Gurgeh se encogió de hombros, tomó un sorbo del ponche de licor que le habían servido y clavó la mirada en la vacilante llama de la vela colocada sobre el mostrador que tenían delante.
—Fui yo el que cayó en la trampa, no tú. Pero… ¿Quién? —Miró a Za—, ¿Y por qué?
—El estado, Gurgeh —dijo Za volviendo a hurgar en la cámara—. Porque quieren tener algo que les permita ejercer presión sobre ti… Sólo por si acaso, ¿comprendes?
—¿Por si acaso qué?
—Por si se da la improbable casualidad de que sigas sorprendiéndoles y ganes más partidas. Es una especie de póliza de seguros. ¿Sabes qué es una póliza de seguros? ¿No? Bah, no importa… Es como apostar pero al revés. —Za cogió la cámara con una mano y empezó a tirar de una pieza con el diminuto instrumento. Sus manipulaciones acabaron dando como resultado el que se abriera una tapita disimulada en un lado de la cámara. Za sonrió y extrajo un disco del tamaño de una moneda de las entrañas de la cámara. Lo alzó ante sus ojos y la luz le arrancó destellos nacarados—. Las fotos de tus vacaciones —dijo.
Hizo un ajuste en un extremo del instrumento y el disco quedó tan sólidamente pegado a la punta como si estuviera untada de pegamento. Za sostuvo la diminuta moneda policroma sobre la llama de la vela hasta que empezó a sisear y echar humo. El disco acabó convirtiéndose en un montón de escamitas opacas que cayeron sobre la vela.

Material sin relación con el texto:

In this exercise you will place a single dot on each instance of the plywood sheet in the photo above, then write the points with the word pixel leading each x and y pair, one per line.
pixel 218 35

—Lamento que no hayas podido quedártelas como recuerdo —dijo Za.
Gurgeh meneó la cabeza.
—Creo que prefiero olvidar lo ocurrido.
—Oh, vamos, no te lo tomes tan a pecho. Pero te aseguro que pienso cobrarme la factura… —Za sonrió—. Esas dos perras están en deuda conmigo. Tengo derecho a una sesión gratis… De hecho, creo que tengo derecho a unas cuantas.
La idea pareció hacerle muy feliz.
—¿Y vas a conformarte con eso? —preguntó Gurgeh.

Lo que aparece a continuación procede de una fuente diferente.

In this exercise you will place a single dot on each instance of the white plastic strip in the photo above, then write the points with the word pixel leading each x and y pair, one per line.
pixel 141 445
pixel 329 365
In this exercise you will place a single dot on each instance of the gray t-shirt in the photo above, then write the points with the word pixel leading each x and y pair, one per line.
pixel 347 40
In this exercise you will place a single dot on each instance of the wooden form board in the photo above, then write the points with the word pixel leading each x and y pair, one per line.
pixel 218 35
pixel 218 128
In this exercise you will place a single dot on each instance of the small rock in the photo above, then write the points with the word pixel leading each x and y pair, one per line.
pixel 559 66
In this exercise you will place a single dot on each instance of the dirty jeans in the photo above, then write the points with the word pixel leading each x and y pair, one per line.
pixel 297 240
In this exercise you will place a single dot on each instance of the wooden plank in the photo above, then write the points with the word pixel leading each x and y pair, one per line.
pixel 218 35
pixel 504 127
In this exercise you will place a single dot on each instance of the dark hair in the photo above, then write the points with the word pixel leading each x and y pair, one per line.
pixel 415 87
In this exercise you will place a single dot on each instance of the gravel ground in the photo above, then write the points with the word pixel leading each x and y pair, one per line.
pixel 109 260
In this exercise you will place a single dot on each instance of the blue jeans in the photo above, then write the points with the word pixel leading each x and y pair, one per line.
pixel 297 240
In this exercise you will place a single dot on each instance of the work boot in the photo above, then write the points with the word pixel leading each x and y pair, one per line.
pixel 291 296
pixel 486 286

—Eh, ellas se limitaron a interpretar el papel que les habían adjudicado. No hubo malicia por su parte, ¿comprendes? Como mucho se merecen una buena azotaina.

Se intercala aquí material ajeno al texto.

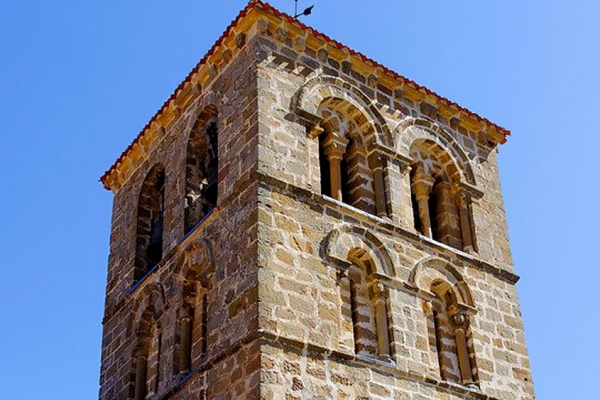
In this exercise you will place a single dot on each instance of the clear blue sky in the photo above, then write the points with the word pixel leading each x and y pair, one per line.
pixel 79 79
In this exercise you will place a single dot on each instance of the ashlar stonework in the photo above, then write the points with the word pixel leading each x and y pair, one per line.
pixel 300 222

Za movió las cejas y curvó los labios en una sonrisa lasciva. Gurgeh suspiró.
Cuando volvieron a la galería de tránsito para llamar a su vehículo Za saludó con la mano a un grupito de ápices y machos bastante robustos y de expresiones severas que estaban inmóviles junto a una pared del túnel, y arrojó lo que quedaba de la cámara a uno de ellos. El ápice la cogió al vuelo, giró sobre sí mismo y se alejó seguido por sus acompañantes.
El vehículo tardó unos minutos en llegar.
—¿Crees que éstas son horas de volver? ¿Sabes cuánto rato llevo esperándote y preocupándome por ti? Mañana tienes que jugar, no se si lo habrás olvidado… ¡Y fíjate en tus ropas! ¿Y cómo te has hecho ese arañazo? ¿Qué has…?
—Máquina… —Gurgeh bostezó y arrojó la chaqueta sobre un asiento de la sala—. Jódete y déjame en paz.